The silence was the worst of it. She started to leave the television on, fighting the twist of anguish when the anchormen begged for people to post on social media and provide content for the show. She managed two days before putting her foot through the screen and buying a radio from the pawn shop, trading the last of her mom’s jewellery for some, and some forged scripts for Percocet for the rest of it.
The rest of the trailer park gave her a wide berth, lost as they were to their screens. Chris vacillated between a superior contempt and a yearning envy without pausing to reflect on anything she had done. All the people that she had collaborated and shared information with were as far away from her as though they were on a different planet.
What made her maudlin was that she knew nothing about the people behind the user names and accounts they held. They might have known about her from the news or the trial, and every day she hoped that one of them might go analogue and write to her, alleviate some of the burden of exile. She had cast herself as a martyr without considering how that might look each day.
After a month, she was stood in the stained, peeling lounge of a shack just off the interstate, handing over the last of her forged scripts and getting something heavy wrapped in grease-stained cloth as well as a sarcastic warning to be careful.

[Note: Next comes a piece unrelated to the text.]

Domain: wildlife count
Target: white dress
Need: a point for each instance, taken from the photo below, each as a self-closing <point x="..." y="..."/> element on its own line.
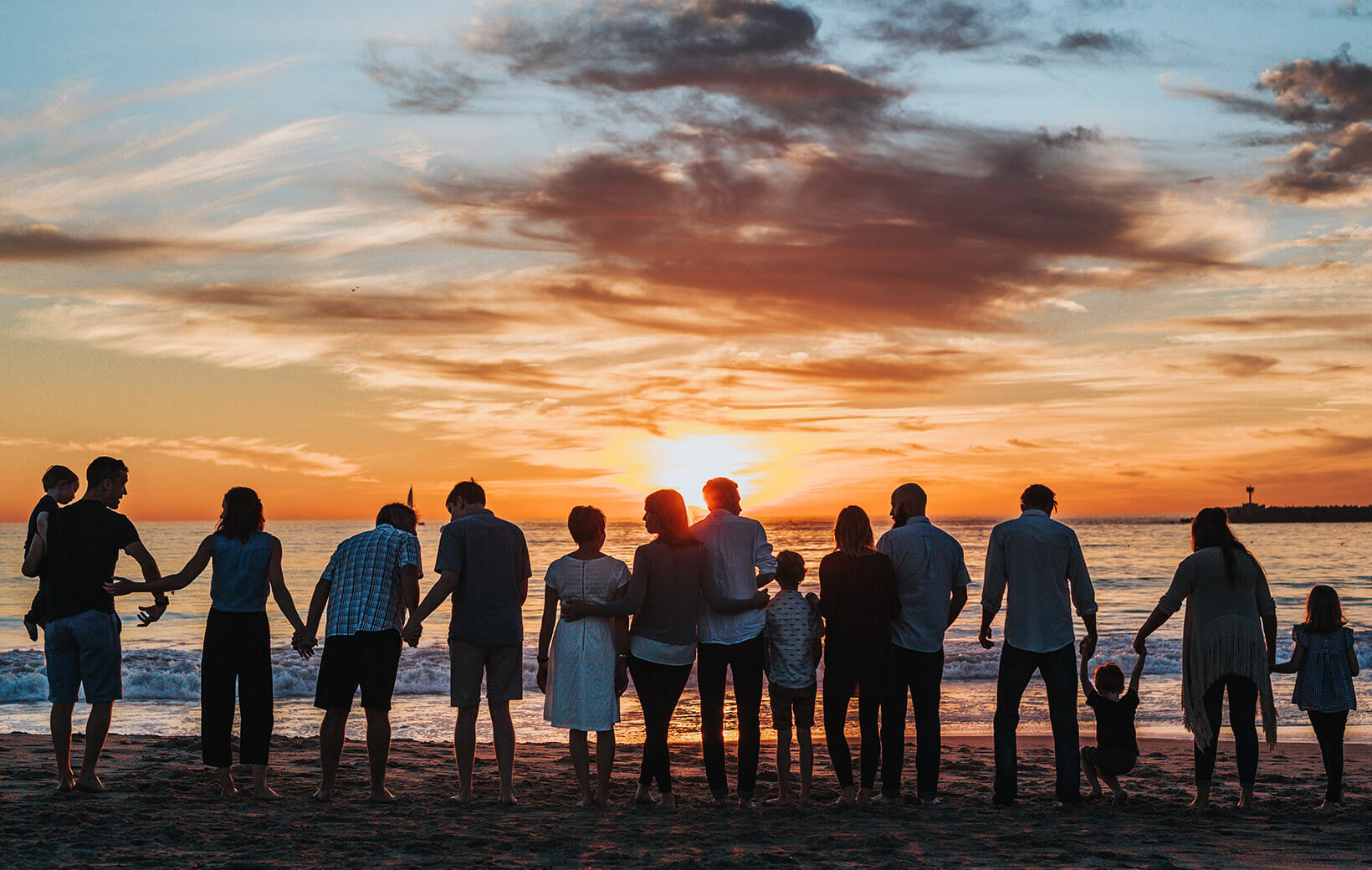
<point x="581" y="668"/>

Chris could not afford too many bullets, so she knew that she could not gain the attention that Kessler did. She was forbidden from leaving the state, and where she lived had been dying by degrees, long before she was born.
She walked into the grounds of the public school one autumn morning, shaking with tension and fear, the gun jammed into the pocket of the oversized coat as she willed herself into action. Her jaw had started to ache, growing in intensity until a second burst started in her chest and her mouth filled with a sharp bloom of nausea. She staggered, dropped to one knee as the gun slipped from her pocket and skidded across the asphalt.
She tried to look up as one of the security guards advanced on her with his gun drawn, eyes bulging with terror as another sharp stalactite of pain pierced her through the middle. She glared around the empty playground, heard the soft laughter of children and shook her head to remove it from her consciousness.
When the small, cold hand touched her face, she did not open her eyes.
‘It’s okay, Chris, you can let go. I’m not mad, you can come and play with us.’
She turned her head as much as her pain would allow, struggling to breathe beneath the impossible block on her chest and looked into the smiling eyes of a child.
She tried to say she was sorry that she had been lonely and angry and that she wanted to be a good person.
Kyle smiled at her and giggled before he took her hand again. He understood, but children always do.
She left, relieved to escape the pain and mass and followed Kyle somewhere else entirely.